LONDON – Oil majors are expected to post the worst set of earnings since the onset of the sector’s downturn, with writedowns likely to dominate headlines as companies respond to a further drop in the price of crude in the third quarter.
Between Oct. 26 and Nov. 12 the world’s top listed oil and gas producers will reveal just how badly they’ve been hurt by the 17 percent quarter-on-quarter fall in prices.
Lower fuel costs should provide a little upside for their refining businesses, but the overall pain is expected to be acute.
“Earnings are likely to be the lowest of this downturn,” Morgan Stanley analysts said, forecasting an average 60 percent year-on-year fall in net third-quarter income among Europe’s biggest integrated oil companies.
The worst downturn in decades, driven by a global oil supply glut, has prompted the majors to make drastic cuts to investment budgets, mainly aimed at costly exploration activities.
The most high-profile victim has been Shell’s controversial drilling program in the Alaskan Arctic. The company announced its withdrawal from the Chukchi Sea last month, resulting in a potential $4.1 billion write-off.
The huge impairment comes as investors begin questioning whether Shell is overpaying on its $70 billion acquisition of smaller rival BG Group.
The fall in energy prices has heaped pressure on Shell to justify the deal on which it is relying for future growth in the LNG market and offshore frontiers such as Brazil.
Analysts at Nomura say that further impairments across the industry are likely, estimating that 20 percent of upstream investments could be at risk if companies lower their oil price assumptions for the coming years to about $70 a barrel.
“Impairments will highlight the level of value destruction the industry has overseen as it has chased growth over returns in the past 10 years,” they said in a recent research note.
The price of Brent crude averaged $51.40 a barrel in the third quarter, compared with $105.60 a year earlier.
CLARITY ON BP
BP’s Macondo oil spill settlement, which the company has estimated will cost about $54 billion, finally gives investors clarity on the size of the bill. BP will need to pay off its bill for the next 18 years, but analysts at UBS said that the financial predictability will allow BP to go on the hunt for mergers and acquisitions.
Downstream results are expected to again help majors bridge troubled times and could, as in previous quarters, take the market by surprise.
Europe’s largest refiner Total is one of the biggest beneficiaries of weak oil prices.

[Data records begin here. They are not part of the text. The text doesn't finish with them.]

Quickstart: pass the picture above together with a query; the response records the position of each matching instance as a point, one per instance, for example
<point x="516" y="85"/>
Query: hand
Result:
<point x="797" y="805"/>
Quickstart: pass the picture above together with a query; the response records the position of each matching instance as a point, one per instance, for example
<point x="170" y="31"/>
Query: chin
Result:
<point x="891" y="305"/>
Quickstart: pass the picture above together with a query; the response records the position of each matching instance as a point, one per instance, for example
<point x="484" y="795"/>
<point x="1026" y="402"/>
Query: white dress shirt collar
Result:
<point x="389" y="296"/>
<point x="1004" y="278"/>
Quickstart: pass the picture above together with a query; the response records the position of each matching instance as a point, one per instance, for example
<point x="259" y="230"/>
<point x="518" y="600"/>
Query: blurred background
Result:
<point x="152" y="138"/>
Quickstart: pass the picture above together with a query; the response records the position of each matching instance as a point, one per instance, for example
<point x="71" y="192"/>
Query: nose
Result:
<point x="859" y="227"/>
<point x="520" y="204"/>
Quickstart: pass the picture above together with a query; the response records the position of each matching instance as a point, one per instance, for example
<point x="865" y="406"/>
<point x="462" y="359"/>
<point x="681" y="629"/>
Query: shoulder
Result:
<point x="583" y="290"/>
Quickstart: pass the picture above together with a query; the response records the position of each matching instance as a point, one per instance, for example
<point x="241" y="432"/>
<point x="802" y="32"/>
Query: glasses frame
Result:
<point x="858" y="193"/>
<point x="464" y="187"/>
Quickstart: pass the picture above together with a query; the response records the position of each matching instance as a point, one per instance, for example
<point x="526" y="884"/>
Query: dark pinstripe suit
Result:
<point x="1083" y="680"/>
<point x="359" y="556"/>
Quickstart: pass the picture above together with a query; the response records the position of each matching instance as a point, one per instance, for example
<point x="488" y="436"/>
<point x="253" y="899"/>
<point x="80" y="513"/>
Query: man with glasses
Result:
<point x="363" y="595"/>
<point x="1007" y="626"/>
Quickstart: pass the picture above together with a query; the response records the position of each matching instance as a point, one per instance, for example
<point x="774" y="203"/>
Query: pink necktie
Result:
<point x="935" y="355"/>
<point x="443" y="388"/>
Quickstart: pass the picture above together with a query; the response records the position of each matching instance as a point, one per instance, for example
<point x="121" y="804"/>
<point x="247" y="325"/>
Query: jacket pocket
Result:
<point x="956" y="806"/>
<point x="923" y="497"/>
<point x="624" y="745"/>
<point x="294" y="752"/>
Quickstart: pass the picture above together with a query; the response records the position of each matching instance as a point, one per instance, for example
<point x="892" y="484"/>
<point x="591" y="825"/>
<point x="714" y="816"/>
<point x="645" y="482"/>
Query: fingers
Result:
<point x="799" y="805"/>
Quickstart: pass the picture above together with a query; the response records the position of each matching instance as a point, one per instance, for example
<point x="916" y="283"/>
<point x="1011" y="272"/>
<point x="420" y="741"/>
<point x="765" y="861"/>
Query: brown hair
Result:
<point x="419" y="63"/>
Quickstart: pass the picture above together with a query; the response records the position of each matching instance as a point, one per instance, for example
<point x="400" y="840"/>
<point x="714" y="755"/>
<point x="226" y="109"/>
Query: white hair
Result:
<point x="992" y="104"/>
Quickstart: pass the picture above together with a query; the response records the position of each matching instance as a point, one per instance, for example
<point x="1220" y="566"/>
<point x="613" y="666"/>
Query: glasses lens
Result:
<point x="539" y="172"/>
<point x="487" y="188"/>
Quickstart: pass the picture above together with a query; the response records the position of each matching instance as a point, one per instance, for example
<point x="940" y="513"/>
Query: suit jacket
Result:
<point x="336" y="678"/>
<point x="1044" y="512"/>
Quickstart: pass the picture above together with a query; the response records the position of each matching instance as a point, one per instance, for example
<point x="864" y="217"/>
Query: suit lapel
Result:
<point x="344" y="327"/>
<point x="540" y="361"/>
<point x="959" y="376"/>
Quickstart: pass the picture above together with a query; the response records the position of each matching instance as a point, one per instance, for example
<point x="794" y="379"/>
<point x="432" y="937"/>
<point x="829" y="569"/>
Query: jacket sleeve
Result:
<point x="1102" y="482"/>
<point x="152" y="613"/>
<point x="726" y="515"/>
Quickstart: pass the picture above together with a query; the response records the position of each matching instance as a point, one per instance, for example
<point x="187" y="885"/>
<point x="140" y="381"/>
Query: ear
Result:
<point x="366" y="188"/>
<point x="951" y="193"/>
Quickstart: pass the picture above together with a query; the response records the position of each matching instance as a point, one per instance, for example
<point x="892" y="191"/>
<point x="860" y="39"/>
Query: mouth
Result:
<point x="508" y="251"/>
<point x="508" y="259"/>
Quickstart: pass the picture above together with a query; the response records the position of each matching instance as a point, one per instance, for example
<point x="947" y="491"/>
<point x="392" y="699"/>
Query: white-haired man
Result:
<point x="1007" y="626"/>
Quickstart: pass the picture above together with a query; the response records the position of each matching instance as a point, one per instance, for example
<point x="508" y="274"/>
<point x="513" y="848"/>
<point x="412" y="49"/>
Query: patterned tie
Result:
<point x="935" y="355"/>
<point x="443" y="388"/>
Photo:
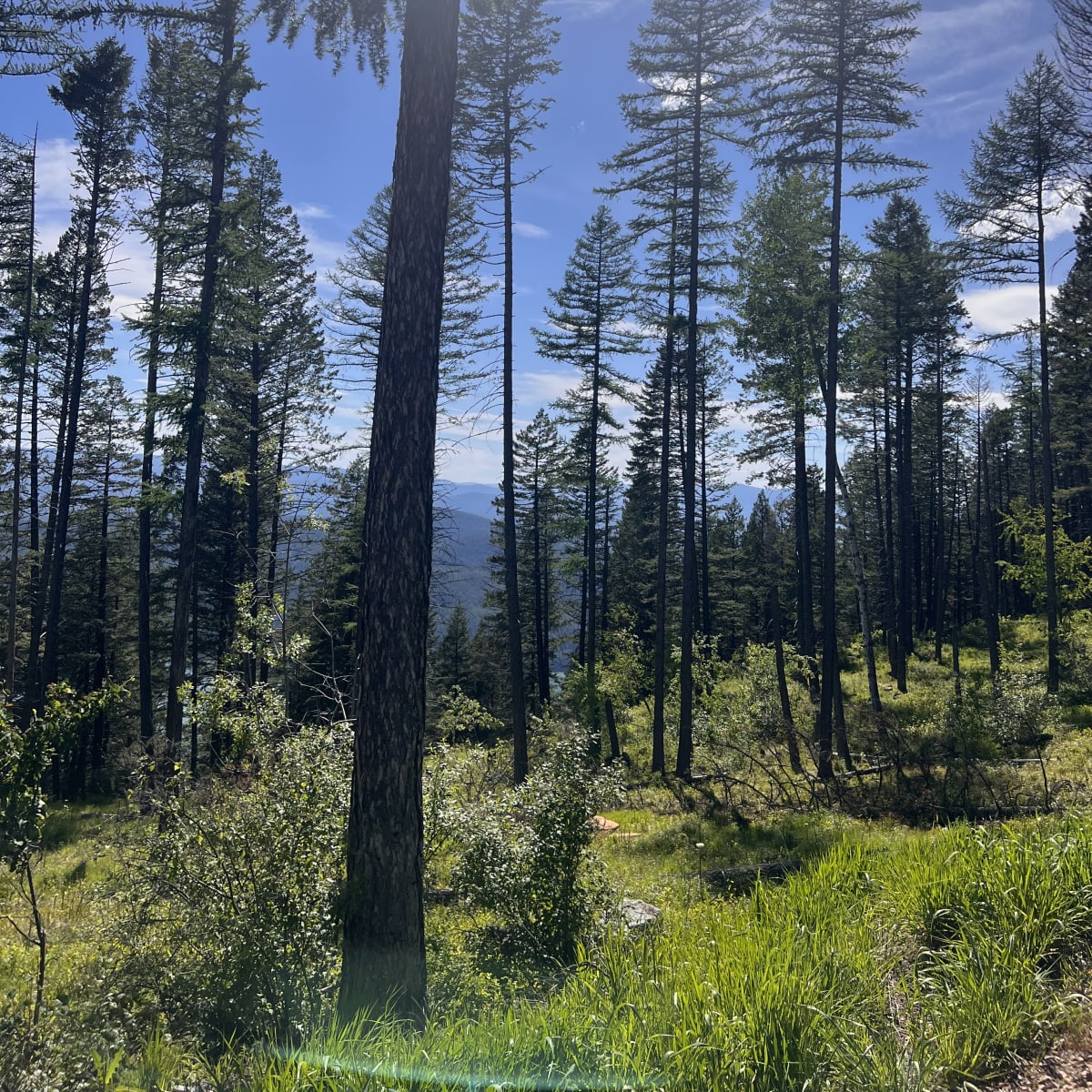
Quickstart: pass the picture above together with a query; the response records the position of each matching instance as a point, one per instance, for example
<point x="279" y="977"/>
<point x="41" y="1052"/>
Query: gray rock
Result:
<point x="637" y="915"/>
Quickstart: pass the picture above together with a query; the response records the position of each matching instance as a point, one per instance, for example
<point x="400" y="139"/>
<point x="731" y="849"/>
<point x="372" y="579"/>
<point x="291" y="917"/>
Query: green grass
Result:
<point x="912" y="965"/>
<point x="898" y="959"/>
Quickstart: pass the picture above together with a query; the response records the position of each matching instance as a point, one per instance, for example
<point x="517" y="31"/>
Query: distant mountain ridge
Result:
<point x="464" y="513"/>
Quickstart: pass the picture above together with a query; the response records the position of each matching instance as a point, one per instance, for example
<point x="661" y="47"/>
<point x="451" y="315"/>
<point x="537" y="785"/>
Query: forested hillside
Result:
<point x="240" y="622"/>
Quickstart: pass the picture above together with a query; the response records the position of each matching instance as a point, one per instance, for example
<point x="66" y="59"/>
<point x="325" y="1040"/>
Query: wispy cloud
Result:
<point x="585" y="9"/>
<point x="527" y="230"/>
<point x="311" y="212"/>
<point x="966" y="54"/>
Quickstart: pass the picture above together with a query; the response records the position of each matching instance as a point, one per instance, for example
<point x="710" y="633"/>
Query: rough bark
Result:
<point x="383" y="964"/>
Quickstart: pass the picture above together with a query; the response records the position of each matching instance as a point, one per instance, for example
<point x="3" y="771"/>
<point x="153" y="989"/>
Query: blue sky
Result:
<point x="333" y="137"/>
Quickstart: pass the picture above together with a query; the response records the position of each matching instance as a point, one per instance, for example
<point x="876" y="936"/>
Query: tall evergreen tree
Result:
<point x="1071" y="382"/>
<point x="383" y="962"/>
<point x="834" y="92"/>
<point x="587" y="328"/>
<point x="16" y="310"/>
<point x="94" y="92"/>
<point x="1025" y="169"/>
<point x="464" y="337"/>
<point x="781" y="304"/>
<point x="694" y="56"/>
<point x="172" y="114"/>
<point x="506" y="52"/>
<point x="219" y="41"/>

The company said last week that its European refining margins indicator rose to $54.80 a tonne in the third quarter, its highest in at least 12 years.
The French company is also progressing well with its divestment program, though it has ruled out the possibility of exceeding the target of $10 billion of disposals by 2017.
Sector analysts’ investment tips vary widely, but Total remains one of the top picks, with Statoil and Shell also among the companies that currently attract most “buy” recommendations.
Shareholder dividends are expected to remain sacrosanct.
So far only Eni has cut its payout in response to weak oil prices, though others have weighted their payouts towards scrip dividend programs, meaning that shareholders gain equity instead of cash.
“Covering the dividend is the cornerstone of everything we are doing,” Total’s Chief Financial Officer Patrick de la Chevardiere said at a recent press event in London.
Other companies reporting include ExxonMobil, ConocoPhillips, Chevron, OMV and Repsol.